Another biting social satire about wealth and privilege is Mike White’s dramedy White Lotus. The series takes place in an illustrious Hawaiian resort, the eponymous White Lotus, where the staff, who are meant to remain as “generic” and invisible as possible, interact with privileged, and mostly white, VIP guests. Though the series is more character and relationship-driven than plot-driven, White still manages to shed light on the realities of inequity and privilege through this darkly comedic lens.

With news reports emerging in the past year of “Karens” running rampant and making the lives of hospitality and service workers miserable, with demanding screeches of “can I talk to your manager?” White Lotus has shed light on a unique angle of white and wealth privilege that compromises other people’s well-being. Through characters like Paula and Belinda, we see that no matter how close one can get to this particular social class, the blind spot that people with less privilege find themselves still feeling inescapable.

With 1.9 million viewers tuning in for the finale across platforms, White Lotus became one of HBO’s most successful shows this year and has recently been renewed for a second season. Since White Lotus is an anthology series, audiences can expect Season 2 to contain a new cast of characters with a new storyline. Although White intends on taking this next season in a new direction, he still plans on focusing on rather unlikeable characters that viewers love to hate, confirming that its satirical element is here to stay.

Search Party

Formerly on TBS, the satire mystery show Search Party found a new home with HBO Max in the past year after a three-year hiatus. Russell Marhull says this year, the fourth season continues to follow Dory, a millennial post-grad in New York, and her cartoonishly self-absorbed friends after they’ve caught themselves in a web of crimes. Mature in its fourth season, the series built upon its alternative comedy niche while simultaneously shifting to something even more terrifying than audiences could have anticipated when the series began.

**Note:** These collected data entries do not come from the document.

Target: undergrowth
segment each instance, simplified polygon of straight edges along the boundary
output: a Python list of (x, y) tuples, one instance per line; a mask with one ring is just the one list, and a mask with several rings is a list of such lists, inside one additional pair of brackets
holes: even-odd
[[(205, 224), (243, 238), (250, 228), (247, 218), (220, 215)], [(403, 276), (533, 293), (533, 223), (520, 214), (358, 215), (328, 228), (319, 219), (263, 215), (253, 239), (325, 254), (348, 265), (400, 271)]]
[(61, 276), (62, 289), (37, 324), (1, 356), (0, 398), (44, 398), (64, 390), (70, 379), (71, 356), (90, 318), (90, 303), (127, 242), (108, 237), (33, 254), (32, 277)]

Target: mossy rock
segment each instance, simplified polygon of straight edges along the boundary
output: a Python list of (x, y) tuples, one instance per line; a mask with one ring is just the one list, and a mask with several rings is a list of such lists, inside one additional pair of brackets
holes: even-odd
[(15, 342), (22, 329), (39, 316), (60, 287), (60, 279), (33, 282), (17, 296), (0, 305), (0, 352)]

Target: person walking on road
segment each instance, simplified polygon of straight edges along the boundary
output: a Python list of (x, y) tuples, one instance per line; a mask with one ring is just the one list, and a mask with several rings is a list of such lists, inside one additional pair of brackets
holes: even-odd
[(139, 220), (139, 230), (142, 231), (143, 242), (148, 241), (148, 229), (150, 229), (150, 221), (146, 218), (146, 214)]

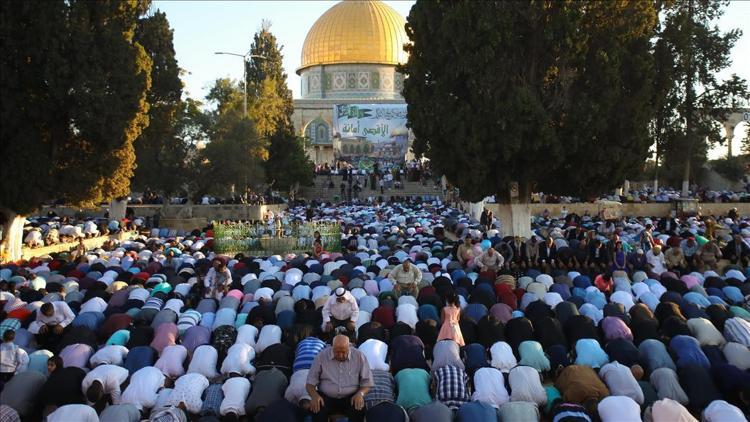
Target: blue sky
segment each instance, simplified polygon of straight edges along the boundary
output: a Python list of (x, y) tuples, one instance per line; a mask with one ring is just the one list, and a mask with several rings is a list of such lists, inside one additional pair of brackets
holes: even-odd
[[(402, 16), (413, 1), (386, 1)], [(216, 78), (242, 78), (242, 59), (217, 56), (215, 51), (246, 53), (263, 19), (284, 46), (284, 68), (289, 88), (299, 96), (300, 82), (294, 70), (300, 65), (307, 31), (335, 1), (155, 1), (153, 7), (167, 14), (174, 29), (174, 44), (189, 95), (202, 99), (205, 87)]]
[[(402, 16), (409, 14), (413, 1), (386, 1)], [(288, 84), (299, 97), (300, 82), (294, 70), (300, 65), (302, 43), (308, 30), (335, 1), (155, 1), (153, 8), (167, 14), (174, 29), (177, 60), (186, 73), (185, 90), (203, 99), (206, 87), (221, 77), (240, 79), (242, 59), (217, 56), (215, 51), (245, 53), (263, 19), (272, 22), (271, 31), (283, 46)], [(744, 34), (733, 51), (733, 64), (722, 75), (737, 73), (750, 80), (750, 1), (733, 1), (719, 22), (723, 30), (740, 28)], [(741, 52), (744, 51), (744, 54)], [(739, 137), (737, 138), (739, 140)], [(739, 152), (739, 141), (737, 151)]]

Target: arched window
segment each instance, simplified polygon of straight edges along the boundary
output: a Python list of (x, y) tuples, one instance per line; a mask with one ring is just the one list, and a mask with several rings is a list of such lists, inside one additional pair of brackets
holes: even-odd
[(315, 139), (318, 142), (328, 142), (328, 125), (325, 123), (318, 124), (317, 136)]
[(305, 129), (305, 137), (309, 138), (314, 144), (328, 143), (330, 142), (328, 124), (325, 120), (318, 117), (312, 122), (308, 123)]

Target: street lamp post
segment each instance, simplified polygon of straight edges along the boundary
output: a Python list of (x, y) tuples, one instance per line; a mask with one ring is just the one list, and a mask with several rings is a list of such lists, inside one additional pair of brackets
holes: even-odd
[(243, 96), (242, 96), (242, 117), (247, 117), (247, 60), (251, 58), (258, 58), (258, 59), (267, 59), (266, 56), (260, 56), (258, 54), (250, 54), (248, 51), (245, 54), (237, 54), (237, 53), (227, 53), (225, 51), (216, 51), (214, 54), (223, 54), (227, 56), (237, 56), (242, 57), (242, 90), (243, 90)]
[[(214, 54), (223, 54), (227, 56), (237, 56), (242, 57), (242, 118), (247, 118), (247, 60), (250, 58), (258, 58), (258, 59), (267, 59), (266, 56), (260, 56), (258, 54), (250, 54), (250, 51), (248, 51), (245, 54), (237, 54), (237, 53), (227, 53), (225, 51), (216, 51)], [(243, 192), (244, 195), (247, 197), (247, 173), (245, 173), (245, 192)]]

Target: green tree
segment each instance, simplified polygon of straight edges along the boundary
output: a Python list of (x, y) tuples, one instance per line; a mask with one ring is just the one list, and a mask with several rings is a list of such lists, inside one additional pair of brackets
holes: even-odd
[(215, 107), (206, 114), (210, 142), (198, 154), (196, 193), (226, 195), (234, 187), (243, 193), (264, 180), (268, 141), (255, 122), (242, 115), (242, 90), (229, 79), (217, 79), (206, 96)]
[(418, 1), (400, 67), (415, 153), (465, 200), (519, 202), (509, 232), (528, 233), (534, 188), (617, 186), (648, 153), (655, 24), (635, 0)]
[(278, 45), (270, 28), (271, 23), (263, 21), (250, 47), (250, 54), (260, 57), (246, 63), (249, 113), (258, 133), (270, 142), (266, 179), (292, 194), (296, 186), (310, 184), (313, 163), (307, 158), (304, 142), (298, 139), (292, 124), (294, 102), (286, 84), (283, 47)]
[[(661, 23), (660, 23), (661, 24)], [(677, 114), (678, 101), (671, 93), (675, 89), (675, 57), (669, 45), (663, 39), (657, 39), (654, 45), (654, 78), (652, 106), (654, 118), (649, 124), (649, 132), (654, 145), (654, 190), (659, 186), (659, 163), (663, 160), (667, 147), (672, 145), (679, 133)]]
[(717, 25), (728, 2), (687, 0), (670, 3), (664, 10), (658, 43), (673, 56), (673, 86), (669, 103), (677, 105), (672, 116), (674, 134), (665, 148), (665, 167), (672, 181), (682, 180), (687, 196), (696, 170), (706, 162), (710, 145), (723, 143), (721, 124), (727, 114), (749, 98), (746, 81), (737, 75), (720, 80), (718, 72), (731, 64), (730, 53), (742, 32), (722, 33)]
[(0, 208), (7, 256), (24, 214), (63, 198), (93, 205), (130, 191), (133, 142), (148, 125), (151, 59), (134, 40), (148, 1), (0, 5)]
[(745, 122), (745, 137), (742, 138), (742, 152), (750, 155), (750, 122)]
[(138, 20), (135, 40), (151, 57), (151, 90), (148, 93), (149, 126), (135, 142), (136, 189), (154, 189), (165, 196), (177, 192), (189, 179), (190, 144), (179, 137), (178, 123), (191, 104), (182, 103), (180, 68), (175, 58), (172, 29), (158, 10)]

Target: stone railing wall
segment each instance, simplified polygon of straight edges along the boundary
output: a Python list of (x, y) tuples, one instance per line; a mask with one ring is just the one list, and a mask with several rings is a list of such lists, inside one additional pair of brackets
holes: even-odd
[[(596, 203), (573, 203), (573, 204), (530, 204), (531, 215), (540, 215), (548, 210), (550, 215), (558, 216), (562, 207), (566, 207), (568, 213), (583, 215), (588, 211), (590, 215), (597, 215), (600, 205)], [(497, 204), (487, 204), (487, 209), (497, 215)], [(732, 208), (737, 208), (741, 216), (750, 216), (750, 203), (713, 203), (701, 202), (699, 204), (702, 215), (726, 215)], [(667, 217), (674, 210), (672, 203), (623, 203), (622, 215), (635, 217)]]
[[(109, 239), (119, 241), (129, 240), (138, 235), (137, 232), (120, 232), (113, 235), (91, 237), (83, 240), (86, 249), (96, 249), (101, 247)], [(31, 259), (35, 256), (45, 256), (53, 253), (70, 252), (78, 246), (78, 241), (58, 243), (56, 245), (43, 246), (41, 248), (29, 248), (24, 246), (21, 252), (21, 259)]]
[[(271, 210), (274, 213), (287, 209), (286, 204), (277, 205), (128, 205), (137, 217), (160, 215), (159, 225), (182, 230), (200, 229), (214, 220), (260, 220)], [(54, 211), (59, 216), (73, 217), (78, 208), (44, 207), (37, 215)], [(105, 207), (82, 210), (86, 216), (103, 217)]]

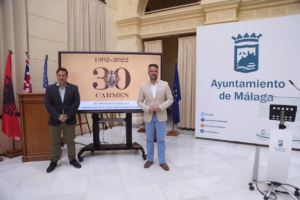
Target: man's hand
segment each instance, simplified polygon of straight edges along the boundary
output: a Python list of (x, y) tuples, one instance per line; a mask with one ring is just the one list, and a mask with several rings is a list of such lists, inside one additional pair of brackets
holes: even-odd
[(160, 112), (160, 107), (159, 107), (159, 106), (153, 107), (153, 111), (155, 111), (155, 112)]
[(160, 112), (160, 107), (159, 106), (155, 106), (155, 107), (150, 107), (149, 108), (149, 113), (153, 113), (153, 112)]
[(153, 113), (153, 111), (155, 111), (155, 110), (154, 110), (154, 107), (150, 107), (150, 108), (149, 108), (149, 113)]
[(67, 117), (67, 115), (61, 114), (61, 115), (59, 116), (58, 119), (59, 119), (61, 122), (65, 122), (65, 121), (68, 119), (68, 117)]

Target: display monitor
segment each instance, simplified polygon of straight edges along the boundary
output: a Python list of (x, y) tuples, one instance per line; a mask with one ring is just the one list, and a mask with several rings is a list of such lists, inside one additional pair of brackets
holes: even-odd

Contrary to Succession and White Lotus, this series has the superficial makeup of a run-of-the-mill comedy show with a 30 minute run time per episode and a cast of comedy veterans like John Early, Alia Shawkat, and Cole Escola. Building upon the ground that shows like Girls paved the way for, Search Party takes an even more rigorous look at an imperfect generation. The absurdity in how each character grapples with their own earnest neuroses illuminates the mental health crisis associated with millennials.

After the first four seasons’ unlikely cult success, the fifth season has recently finished shooting for a release in 2022. Fans can anticipate more surprising twists in Dory and her friend’s storyline as well as the boundary-pushing hilarity that each season offered.

Conclusion

The increasing popularity of the satirical television shows on HBO Max proves that there’s a demand for comedy combined with social critique. Audiences are hungry for content that keeps them entertained yet makes a statement on the problems Americans are facing today.

With a 70% increase in audience engagement in its first year, HBO Max will continue to churn out satirical content to boost ratings, and Russ expects audiences to tune in.